When the hour is up, they are intrigued, excited, and armed with enough food for thought to begin to effectively engage their families and friends outside of class. When the year ends, they will have truly learned 50 Bible stories, and acquired a thoroughly Catholic appreciation of the progression of Salvation History culminating in Jesus Christ and the Holy Mass.
"From the get-go they learn that the body and soul are an integral unity," he says, drawing a parallel to what he does with scripture. "Catholicism and the Bible are not separate realities. The Bible is the literary manifestation of Catholicism."
But he doesn't teach the entire Bible. "It's not comprehensive or exhaustive. We're just skimming the tops to see how the Bible works, providing a Catholic framework."
Raised in Louisiana in a totally Catholic environment, Christian says, "I didn't know there was a single human being that wasn't a Catholic. On Good Friday, everything closed."
But at the age of eight his family moved to South Carolina. "I went through terrific culture shock. From that point on I was percolating in a much more explicit Bible culture than in Louisiana and it became an integral part of my evolving world view."

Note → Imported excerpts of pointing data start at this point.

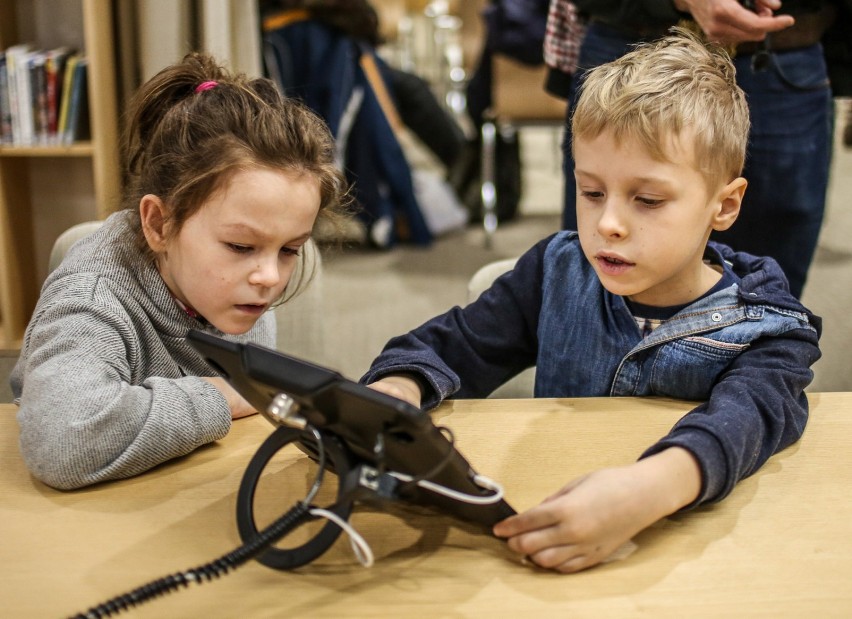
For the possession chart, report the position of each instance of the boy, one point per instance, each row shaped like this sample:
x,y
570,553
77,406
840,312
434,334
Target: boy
x,y
636,303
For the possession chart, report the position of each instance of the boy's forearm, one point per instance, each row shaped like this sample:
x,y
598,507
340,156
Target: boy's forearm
x,y
668,481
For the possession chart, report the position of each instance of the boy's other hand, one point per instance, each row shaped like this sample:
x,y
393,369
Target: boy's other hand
x,y
399,386
592,516
239,407
729,22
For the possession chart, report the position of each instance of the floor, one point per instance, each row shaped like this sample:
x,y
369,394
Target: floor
x,y
372,295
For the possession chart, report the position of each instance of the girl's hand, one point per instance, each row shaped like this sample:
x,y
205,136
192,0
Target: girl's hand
x,y
399,386
588,519
239,407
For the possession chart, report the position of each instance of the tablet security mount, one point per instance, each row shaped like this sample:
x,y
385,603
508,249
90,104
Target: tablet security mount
x,y
380,447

Married for 24 years, a father of 5 and grandfather to 2, Christian and his wife, Janet, an Art History professor, had been teaching RCIA since 1999 using a Bible-based program they created themselves (with their pastor's permission). But when he was asked to take on the sixth grade eight years ago, he was annoyed:
"I did not want to deal with kids: what do they care about the Council of Nicaea? But God does work in mysterious ways. I was wrong to think I'd have to dumb things down for them. Sixth graders are still very open to learning about God, their brains are nimble, and you can move along at lightning speed, changing references and jumping from Abraham to David to Christ in a heartbeat."
So, using a program designed for adults, Christian began to find his way with the kids. "Unlike the adult class, where I could just give a verse or two, and rely on individuals to already know, or check, the bigger passage on their own, the kids needed more context. For example, if I were discussing baptism with adults, I could just summarize Naaman and Elisha; but with the kids, I needed to tell the whole story. In fact, I wound up acting the story as much as telling it, which was great fun, and the little brains soaked it right up."